Last Saturday I drove to Ventura to attend the 805 Writers’ Conference, mostly for the chance to hear Penny one more time. Penny is the author of How To Sell Your Books by the Truckload on Amazon.com, a catchy title for me since that is what I try to do. What I like about Penny is she keeps herself current in a digital publishing world that moves at light speed. And she shares what she learns.
She did not disappoint. And I heard other speakers who would have been well worth the trip all on their own. I hoped to come away with some tips for maximizing my sales on Amazon. Why Amazon? That was deftly illustrated in a presentation by Sabrina Ricci. She put up a pie chart of distributors of books today by volume. Apple had a large piece, so did Barnes & Noble, a few others joined them to almost fill in a third of the circle. The rest? You guessed it––Amazon. If you succeed on Amazon, you succeed in the book world.
So then, how do you succeed on Amazon? As we all know, there isn’t a magic bullet. There are a lot of things you can do to improve your sales, a lot of small things to tweak your visibility. Assuming you have a good product, visibility is what you want. As Penny says, you need to stop thinking about Amazon as a book distributer and see the site as a search engine. Readers search, authors try to be searchable.
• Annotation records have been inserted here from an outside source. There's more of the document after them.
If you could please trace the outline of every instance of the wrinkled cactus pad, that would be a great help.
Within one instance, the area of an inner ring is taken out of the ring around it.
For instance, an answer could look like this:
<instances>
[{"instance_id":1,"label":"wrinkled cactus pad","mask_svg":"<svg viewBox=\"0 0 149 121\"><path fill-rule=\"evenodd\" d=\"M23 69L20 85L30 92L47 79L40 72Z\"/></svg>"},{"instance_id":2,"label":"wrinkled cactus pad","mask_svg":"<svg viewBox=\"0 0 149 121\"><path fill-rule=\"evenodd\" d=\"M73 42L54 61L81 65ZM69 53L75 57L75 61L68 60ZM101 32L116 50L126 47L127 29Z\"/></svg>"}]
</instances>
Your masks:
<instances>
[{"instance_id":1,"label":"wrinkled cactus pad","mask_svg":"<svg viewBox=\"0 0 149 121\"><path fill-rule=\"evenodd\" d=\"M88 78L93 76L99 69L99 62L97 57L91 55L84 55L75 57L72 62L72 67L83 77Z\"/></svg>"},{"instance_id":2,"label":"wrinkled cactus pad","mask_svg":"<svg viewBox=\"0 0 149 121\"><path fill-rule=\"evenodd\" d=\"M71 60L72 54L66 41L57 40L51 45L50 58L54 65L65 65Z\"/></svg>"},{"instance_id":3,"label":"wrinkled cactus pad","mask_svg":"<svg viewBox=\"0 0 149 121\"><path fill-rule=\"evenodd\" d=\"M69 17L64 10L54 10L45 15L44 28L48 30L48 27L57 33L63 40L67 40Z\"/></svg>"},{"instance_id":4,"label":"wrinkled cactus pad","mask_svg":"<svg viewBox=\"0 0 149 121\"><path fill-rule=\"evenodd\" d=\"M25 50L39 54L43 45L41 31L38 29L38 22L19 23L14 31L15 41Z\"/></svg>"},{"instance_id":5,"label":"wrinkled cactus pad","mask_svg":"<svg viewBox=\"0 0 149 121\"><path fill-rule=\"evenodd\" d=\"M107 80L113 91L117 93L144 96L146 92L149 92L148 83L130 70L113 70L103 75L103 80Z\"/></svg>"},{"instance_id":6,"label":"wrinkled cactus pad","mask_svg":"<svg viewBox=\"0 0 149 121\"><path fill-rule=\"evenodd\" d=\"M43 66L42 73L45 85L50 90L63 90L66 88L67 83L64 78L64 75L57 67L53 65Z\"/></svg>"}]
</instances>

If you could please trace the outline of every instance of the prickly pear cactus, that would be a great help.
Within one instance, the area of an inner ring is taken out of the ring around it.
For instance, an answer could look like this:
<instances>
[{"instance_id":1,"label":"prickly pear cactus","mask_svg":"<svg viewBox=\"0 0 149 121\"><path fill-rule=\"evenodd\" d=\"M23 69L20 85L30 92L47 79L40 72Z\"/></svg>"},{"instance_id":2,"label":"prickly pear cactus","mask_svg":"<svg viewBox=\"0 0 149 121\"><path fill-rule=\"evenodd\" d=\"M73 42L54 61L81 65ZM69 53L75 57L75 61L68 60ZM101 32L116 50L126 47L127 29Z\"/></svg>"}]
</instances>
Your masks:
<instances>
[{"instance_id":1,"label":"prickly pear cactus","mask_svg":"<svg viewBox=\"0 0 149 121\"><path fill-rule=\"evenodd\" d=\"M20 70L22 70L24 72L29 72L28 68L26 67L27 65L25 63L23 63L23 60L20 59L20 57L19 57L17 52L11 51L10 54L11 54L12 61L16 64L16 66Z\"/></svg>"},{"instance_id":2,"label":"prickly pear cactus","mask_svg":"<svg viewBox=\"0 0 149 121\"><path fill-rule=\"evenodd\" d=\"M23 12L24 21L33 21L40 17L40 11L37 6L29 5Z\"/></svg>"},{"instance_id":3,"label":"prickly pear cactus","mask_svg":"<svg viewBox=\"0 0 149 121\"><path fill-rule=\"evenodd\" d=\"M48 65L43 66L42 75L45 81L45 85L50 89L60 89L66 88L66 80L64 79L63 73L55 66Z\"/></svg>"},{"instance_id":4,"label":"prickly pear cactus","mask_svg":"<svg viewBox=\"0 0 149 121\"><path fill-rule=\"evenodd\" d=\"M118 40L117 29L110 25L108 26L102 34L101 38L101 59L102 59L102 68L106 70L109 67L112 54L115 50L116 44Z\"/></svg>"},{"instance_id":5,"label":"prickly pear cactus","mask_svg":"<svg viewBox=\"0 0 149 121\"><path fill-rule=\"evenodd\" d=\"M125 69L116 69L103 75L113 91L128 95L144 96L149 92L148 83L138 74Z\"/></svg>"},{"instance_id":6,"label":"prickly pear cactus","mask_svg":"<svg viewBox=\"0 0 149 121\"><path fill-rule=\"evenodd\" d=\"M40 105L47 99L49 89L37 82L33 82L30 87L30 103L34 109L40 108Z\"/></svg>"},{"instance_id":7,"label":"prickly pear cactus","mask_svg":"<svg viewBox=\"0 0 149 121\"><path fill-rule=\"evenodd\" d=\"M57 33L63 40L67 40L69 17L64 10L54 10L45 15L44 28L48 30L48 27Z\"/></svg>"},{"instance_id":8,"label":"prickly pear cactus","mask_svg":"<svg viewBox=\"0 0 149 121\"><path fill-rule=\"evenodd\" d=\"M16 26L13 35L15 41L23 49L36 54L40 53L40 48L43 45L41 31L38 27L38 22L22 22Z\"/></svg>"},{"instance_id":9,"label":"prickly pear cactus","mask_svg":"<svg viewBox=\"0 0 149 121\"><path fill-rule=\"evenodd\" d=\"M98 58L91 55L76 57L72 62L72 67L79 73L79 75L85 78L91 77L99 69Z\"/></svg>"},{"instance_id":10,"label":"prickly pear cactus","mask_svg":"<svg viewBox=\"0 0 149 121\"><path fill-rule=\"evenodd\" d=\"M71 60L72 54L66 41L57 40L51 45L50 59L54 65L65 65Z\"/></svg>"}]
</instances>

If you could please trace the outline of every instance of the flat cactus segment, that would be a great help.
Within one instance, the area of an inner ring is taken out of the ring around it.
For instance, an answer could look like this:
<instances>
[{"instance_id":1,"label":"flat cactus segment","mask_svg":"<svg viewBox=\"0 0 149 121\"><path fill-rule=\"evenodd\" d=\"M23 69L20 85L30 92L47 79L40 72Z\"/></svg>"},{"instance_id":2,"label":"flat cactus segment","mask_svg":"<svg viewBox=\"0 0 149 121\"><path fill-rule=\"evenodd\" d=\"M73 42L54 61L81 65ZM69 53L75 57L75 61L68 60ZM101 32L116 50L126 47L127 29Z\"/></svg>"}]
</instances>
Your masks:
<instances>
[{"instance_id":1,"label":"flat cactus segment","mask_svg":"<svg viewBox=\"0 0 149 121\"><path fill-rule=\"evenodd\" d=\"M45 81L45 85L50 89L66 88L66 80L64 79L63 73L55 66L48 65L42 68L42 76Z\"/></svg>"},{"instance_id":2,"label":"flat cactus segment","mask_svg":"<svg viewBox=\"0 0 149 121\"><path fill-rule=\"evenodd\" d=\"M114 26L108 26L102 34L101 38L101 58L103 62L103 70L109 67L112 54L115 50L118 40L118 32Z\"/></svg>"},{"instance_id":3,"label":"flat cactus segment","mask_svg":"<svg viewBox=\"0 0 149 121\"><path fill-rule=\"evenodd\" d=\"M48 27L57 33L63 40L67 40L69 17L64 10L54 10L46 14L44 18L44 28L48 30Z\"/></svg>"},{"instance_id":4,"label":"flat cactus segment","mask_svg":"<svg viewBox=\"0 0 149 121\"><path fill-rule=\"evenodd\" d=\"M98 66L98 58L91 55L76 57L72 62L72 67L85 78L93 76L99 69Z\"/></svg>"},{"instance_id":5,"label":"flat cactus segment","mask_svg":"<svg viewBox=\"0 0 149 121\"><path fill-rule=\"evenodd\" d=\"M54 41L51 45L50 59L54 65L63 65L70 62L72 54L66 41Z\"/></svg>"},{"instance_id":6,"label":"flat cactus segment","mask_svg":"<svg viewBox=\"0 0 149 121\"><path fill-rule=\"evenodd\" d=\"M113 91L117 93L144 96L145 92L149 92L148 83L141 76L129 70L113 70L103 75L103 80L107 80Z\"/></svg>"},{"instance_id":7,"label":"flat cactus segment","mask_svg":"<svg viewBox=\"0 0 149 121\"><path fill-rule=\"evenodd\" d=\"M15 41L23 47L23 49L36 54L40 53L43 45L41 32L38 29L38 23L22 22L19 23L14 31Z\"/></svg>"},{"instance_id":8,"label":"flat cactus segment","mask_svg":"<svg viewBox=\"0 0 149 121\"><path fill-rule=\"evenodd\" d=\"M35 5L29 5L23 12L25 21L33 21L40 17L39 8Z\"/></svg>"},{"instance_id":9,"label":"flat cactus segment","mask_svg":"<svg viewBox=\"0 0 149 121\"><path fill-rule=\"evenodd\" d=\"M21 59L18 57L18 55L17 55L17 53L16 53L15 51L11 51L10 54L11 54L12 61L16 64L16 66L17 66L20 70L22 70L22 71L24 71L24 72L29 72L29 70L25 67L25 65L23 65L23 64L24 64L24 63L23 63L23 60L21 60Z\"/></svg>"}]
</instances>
A large tool, a very large tool on Amazon is the review. A truckload of reviews is good, a truckload of good reviews even better. To get reviews, the author must request them. This comes easier to some than to others. There is risk of refusal, there is risk of receiving a poor review. And there is the chutzpah needed to ask a favor of people, often strangers. If you sit back and wait for the reviews to roll in, you will be disappointed.
Another tool in your drawer is the keyword, or more specifically, the keyword strand, a series of words to identify your book. Each individual word in the strand is a little clue to help steer the reader to your book. Key words can be placed everywhere: in your book description, subtitle, author bio––all are searchable.
The genre category you select to identify your book is of utmost importance for two reasons. First, if you select well, the reader who really wants to read your book will find it. The most acid reviews I have received have come from readers who expected one thing, and got another. You can’t prevent it entirely, of course, but you can prevent it most of the time. The second reason is category size. If you select an extremely popular category, you will never crack the top 100. Amazon likes books in the top 100 and will push them, no matter how narrow the category. You have two opportunities to select your category––choose well.
Remember this about Amazon: they want you to sell well. Their algorithm is built on that. The more you do to help yourself, the more they do to help you. The rich get richer, the poor stay poor.
I am in the process of transferring all my notes and tips from the 805 to folders in my computer, aligned and worded to be useful to me. It’s going to take a long time. After I have recorded them all, I won’t have time to apply every one. I’ll pick and choose, try the ones that make the most sense for me at a particular point in time.
Yes, all of this takes a lot of time. But remember this: if a traditional publisher contracts for your book, it could be as long as two years before anyone sees it.